Maxwell Frost, the Florida Democrat who made history last month as the first Gen Z congressman-elect, made waves on social media Thursday morning with a tweet in which he said he was struggling to find somewhere to live in Washington.
Frost wrote: "Just applied to an apartment in DC where I told the guy that my credit was really bad. He said I'd be fine. Got denied, lost the apartment and the application fee. This ain't meant for people who don't already have money."
He later added: "For those asking, I have bad credit cause I ran up a lot of debt running for Congress for a year and a half. Didn't make enough money from Uber itself to pay for my living.

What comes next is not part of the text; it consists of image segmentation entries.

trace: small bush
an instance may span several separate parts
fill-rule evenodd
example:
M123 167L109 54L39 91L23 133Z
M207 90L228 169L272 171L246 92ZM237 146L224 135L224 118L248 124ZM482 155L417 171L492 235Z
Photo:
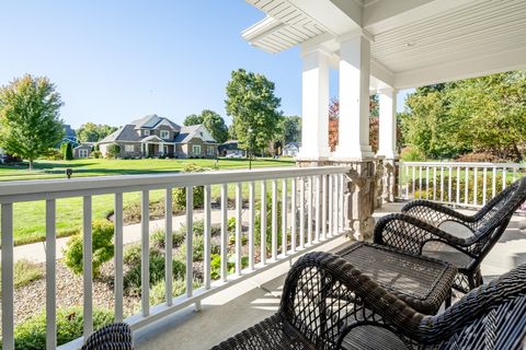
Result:
M202 285L199 281L194 280L192 282L194 289L197 289ZM150 305L159 305L164 303L167 299L164 298L165 282L164 280L159 281L150 290ZM172 296L183 295L186 292L186 281L184 279L174 279L172 281Z
M415 148L407 147L400 152L400 159L404 162L425 161L425 154Z
M118 145L117 143L112 143L106 149L106 158L108 159L114 160L118 156L119 153L121 153L121 145Z
M113 258L113 223L107 220L96 220L92 224L92 244L93 244L93 276L98 277L101 272L102 264ZM72 236L64 249L64 259L66 266L77 275L81 275L83 238L81 235Z
M102 152L101 151L93 151L93 152L91 152L90 158L95 159L95 160L100 160L100 159L102 159Z
M93 328L99 329L113 323L111 311L93 310ZM83 317L81 307L65 307L57 310L57 345L61 346L81 337L83 334ZM43 312L16 325L14 330L16 350L46 349L46 313Z

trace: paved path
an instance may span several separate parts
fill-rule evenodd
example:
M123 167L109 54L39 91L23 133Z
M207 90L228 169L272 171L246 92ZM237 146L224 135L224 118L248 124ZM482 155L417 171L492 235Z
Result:
M231 218L236 214L236 211L229 210L228 218ZM243 209L243 221L248 221L248 210ZM203 211L194 211L194 220L203 220ZM211 210L211 223L219 224L221 222L221 211L219 209ZM186 221L186 215L174 215L172 221L173 230L178 230L181 225L184 225ZM150 221L150 234L156 230L164 229L164 219L162 220L152 220ZM124 244L129 244L140 241L140 223L126 225L123 229L123 242ZM57 238L57 259L62 258L62 249L66 247L66 243L70 237ZM0 250L1 256L1 250ZM33 262L45 262L46 261L46 243L37 242L32 244L24 244L14 247L14 260L26 259Z

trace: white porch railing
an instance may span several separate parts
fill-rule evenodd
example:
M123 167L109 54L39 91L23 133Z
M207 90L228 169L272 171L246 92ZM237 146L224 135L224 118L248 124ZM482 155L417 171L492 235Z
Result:
M1 272L2 272L2 348L14 349L14 300L13 300L13 203L21 201L46 201L46 348L55 349L56 337L56 200L83 198L83 332L84 338L93 331L93 276L92 276L92 196L114 195L115 225L115 320L123 320L123 194L141 192L141 311L126 318L133 329L138 329L168 314L195 304L226 287L254 276L284 259L289 259L315 248L344 232L344 188L348 180L348 167L290 167L256 171L228 171L173 175L110 176L60 180L28 180L0 184L1 206ZM261 208L266 208L267 183L271 184L272 222L266 222L265 210L261 211L261 232L254 232L255 183L261 183ZM242 268L241 215L243 205L242 184L249 186L248 268ZM278 186L282 187L282 222L277 222ZM210 278L210 192L211 186L220 186L220 278ZM236 188L236 271L227 270L227 207L228 186ZM204 186L204 281L193 289L193 188ZM290 186L290 187L288 187ZM186 188L186 293L172 298L172 189ZM290 188L290 190L288 190ZM165 190L165 300L161 305L149 303L149 191ZM287 214L286 214L287 213ZM291 218L291 220L290 220ZM288 222L291 221L291 222ZM266 229L271 225L272 254L266 256ZM278 231L282 242L277 242ZM290 235L287 235L287 232ZM254 236L261 235L261 259L254 261ZM290 237L290 242L288 241ZM278 246L282 253L278 254ZM79 338L65 348L78 348Z
M480 208L524 176L525 164L400 162L399 197Z

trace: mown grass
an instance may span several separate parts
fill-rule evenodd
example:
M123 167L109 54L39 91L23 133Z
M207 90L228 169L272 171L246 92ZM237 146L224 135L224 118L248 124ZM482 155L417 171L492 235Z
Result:
M99 176L99 175L128 175L128 174L162 174L184 170L188 164L214 168L214 160L76 160L71 162L36 162L35 171L16 167L0 167L0 180L36 179L42 176L64 177L66 167L73 168L73 176ZM287 166L293 165L290 160L256 160L253 167L262 166ZM245 160L219 160L217 168L248 168ZM281 184L279 184L281 186ZM267 188L270 189L270 184ZM248 184L242 187L243 197L248 197ZM220 196L220 187L213 186L213 198ZM228 197L235 198L235 186L228 187ZM259 194L259 185L256 186ZM150 202L163 200L163 190L151 190ZM123 196L125 208L140 201L140 192L128 192ZM113 213L114 195L93 196L92 217L104 219ZM13 206L13 231L14 244L27 244L44 241L45 230L45 202L16 202ZM82 228L82 197L65 198L57 200L56 229L57 236L77 234Z

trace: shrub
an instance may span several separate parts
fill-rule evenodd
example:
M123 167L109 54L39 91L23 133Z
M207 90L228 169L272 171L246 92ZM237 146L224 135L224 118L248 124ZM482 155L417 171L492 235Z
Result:
M136 252L137 249L134 249L134 255L128 256L128 261L132 261L133 265L124 275L124 289L128 294L140 295L140 250L138 258ZM128 262L126 264L129 265ZM174 278L184 278L186 265L178 259L173 259L172 271ZM150 288L162 279L164 279L164 255L157 249L150 249Z
M102 264L113 258L113 223L108 220L95 220L92 224L93 244L93 276L101 272ZM82 273L83 238L81 235L72 236L64 249L66 266L77 275Z
M93 310L93 328L99 329L113 323L113 313L108 310ZM57 345L61 346L81 337L83 317L81 307L64 307L57 310ZM46 313L35 315L14 329L16 350L46 349Z
M101 151L93 151L93 152L91 152L90 158L95 159L95 160L100 160L100 159L102 159L102 152Z
M412 147L405 147L400 152L400 159L404 162L420 162L425 161L425 154Z
M118 145L117 143L112 143L107 145L106 158L116 159L119 153L121 153L121 145Z
M192 285L194 289L197 289L202 285L199 281L194 280L192 282ZM156 285L153 285L150 290L150 305L159 305L163 302L165 302L165 294L164 294L164 289L165 289L165 282L164 280L159 281ZM182 295L186 292L186 281L184 279L174 279L172 281L172 296L179 296Z

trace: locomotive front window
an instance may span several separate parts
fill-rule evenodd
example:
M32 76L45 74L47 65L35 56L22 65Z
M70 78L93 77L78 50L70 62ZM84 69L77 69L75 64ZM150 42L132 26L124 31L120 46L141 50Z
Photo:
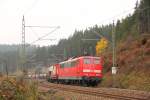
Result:
M84 58L84 64L91 64L91 59Z
M94 59L94 64L100 64L100 59Z

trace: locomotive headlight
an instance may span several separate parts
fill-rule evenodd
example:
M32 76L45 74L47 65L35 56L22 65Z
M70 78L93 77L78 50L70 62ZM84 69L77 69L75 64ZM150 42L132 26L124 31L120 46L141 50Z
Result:
M89 69L83 69L83 72L91 72Z

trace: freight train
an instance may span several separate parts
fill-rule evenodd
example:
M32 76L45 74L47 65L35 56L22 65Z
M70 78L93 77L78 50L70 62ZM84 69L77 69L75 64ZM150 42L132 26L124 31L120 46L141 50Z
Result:
M48 81L96 86L101 82L103 61L101 57L82 56L54 64L48 68Z

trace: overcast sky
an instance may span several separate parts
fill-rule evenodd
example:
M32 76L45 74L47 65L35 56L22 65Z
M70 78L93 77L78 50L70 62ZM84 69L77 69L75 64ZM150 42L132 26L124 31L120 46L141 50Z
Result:
M67 38L74 30L121 19L134 11L137 0L0 0L0 44L21 43L22 15L27 26L60 26L60 29L35 44L51 45ZM26 28L31 43L54 30Z

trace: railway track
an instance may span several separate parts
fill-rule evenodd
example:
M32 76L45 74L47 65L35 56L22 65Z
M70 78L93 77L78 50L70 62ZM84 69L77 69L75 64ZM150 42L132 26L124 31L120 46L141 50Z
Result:
M62 84L51 84L47 82L41 82L40 86L44 88L75 92L75 93L87 94L87 95L94 95L99 97L107 97L107 98L113 98L119 100L150 100L150 93L147 93L146 95L145 94L124 95L122 93L117 94L116 92L114 93L109 91L102 91L100 90L100 88L98 90L97 88L69 86L69 85L62 85Z

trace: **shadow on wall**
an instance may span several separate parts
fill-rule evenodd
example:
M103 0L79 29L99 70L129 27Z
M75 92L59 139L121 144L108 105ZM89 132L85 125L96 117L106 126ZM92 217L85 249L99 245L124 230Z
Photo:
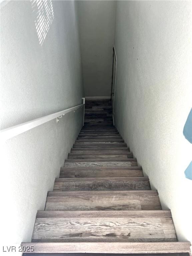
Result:
M184 126L183 135L186 140L192 143L192 108ZM192 180L192 161L185 171L185 175L187 179Z
M31 0L39 44L42 46L54 18L51 1Z

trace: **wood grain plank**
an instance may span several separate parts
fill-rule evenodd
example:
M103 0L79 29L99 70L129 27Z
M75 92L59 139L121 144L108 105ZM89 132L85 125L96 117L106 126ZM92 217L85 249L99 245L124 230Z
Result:
M68 155L68 159L103 159L104 158L107 158L108 159L127 159L128 158L132 158L131 155L129 155L129 157L127 155L78 155L76 154L72 155L69 154Z
M190 252L187 242L151 243L22 243L22 246L33 246L36 253L167 253ZM29 253L32 253L32 252Z
M154 195L153 193L145 193L146 191L141 191L140 194L129 193L130 192L50 192L48 194L45 210L77 211L80 210L92 211L96 210L125 211L161 209L158 195ZM133 192L136 191L133 191ZM142 200L142 205L141 204ZM153 211L152 214L155 213Z
M32 241L150 242L176 241L173 224L169 222L166 237L161 219L163 217L69 216L37 218ZM65 214L64 214L65 215ZM90 216L91 216L91 217ZM169 218L166 217L168 219Z
M69 160L70 159L68 159ZM73 159L71 159L73 160ZM98 161L94 162L93 160L91 162L88 162L88 160L85 162L67 162L66 160L65 161L64 166L65 167L97 167L98 166L103 166L110 167L115 166L137 166L137 164L136 162L127 161L125 161L126 159L124 159L123 161L118 161L117 159L113 162L110 162L110 160L108 159L107 161ZM114 159L113 159L114 160ZM80 160L79 160L80 161Z
M142 177L143 173L140 170L79 170L74 168L67 170L62 169L60 172L60 178L83 178L97 177Z
M54 191L149 190L149 181L145 177L102 178L58 178Z

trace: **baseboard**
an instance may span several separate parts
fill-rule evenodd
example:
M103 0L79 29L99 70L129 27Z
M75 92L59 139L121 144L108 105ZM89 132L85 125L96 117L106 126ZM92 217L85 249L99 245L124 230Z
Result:
M110 100L111 96L93 96L85 97L86 100Z

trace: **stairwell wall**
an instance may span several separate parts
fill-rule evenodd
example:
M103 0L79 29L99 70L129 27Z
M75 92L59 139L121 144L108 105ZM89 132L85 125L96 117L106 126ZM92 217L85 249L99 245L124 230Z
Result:
M41 9L38 2L48 6ZM74 1L2 3L1 129L82 103L76 4ZM38 14L44 16L46 27L40 23L36 26ZM6 193L3 245L16 244L18 248L21 242L30 241L37 211L44 210L47 191L52 190L79 132L82 111L69 113L58 124L53 120L2 145L2 188Z
M118 1L115 124L170 209L178 239L192 241L190 1Z
M86 96L110 96L116 1L77 1Z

"It isn't magic that we won our very difficult race. For that primary, I quit my full-time job cause I knew that to win at 25 yrs old, I'd need to be a full-time candidate. 7 days a week, 10-12 hours a day. It's not sustainable or right but it's what we had to do.
"As a candidate, you can't give yourself a stipend or anything till the very end of your campaign. So most of the run, you have no $ coming in unless you work a second job."
Democrat New York congresswoman Alexandria Ocasio-Cortez went through something similar, Frost said, adding: "I also recognize that I'm speaking from a point of privilege cause in 2 years time, my credit will be okay because of my new salary that starts next year. We have to do better for the whole country."
In September, in Guardian interview with Frost, he described how he was financing his run for Congress, including driving an Uber, and described how he had been living with his girlfriend and sister. When they were priced out of their apartment in October, he said he was couchsurfing and sleeping in his car for a month before finding a new place.
"I couldn't go back home because my 97-year-old grandmother lives there, and this was in the middle of the Delta variant," he said at the time.
Today's news, that Frost is struggling to secure a place to live in Washington, will likely add to his determination to address the affordable housing crisis afflicting young people in many parts of the US. After all, as journalist Andrew Lawrence wrote a few months ago: "So when he talks with urgency about the affordable housing crisis, it's real.
"There's still a lot of barriers for working-class people to run for office," he says. "I want to be the voice who shows how messed up it is and help demystify the process."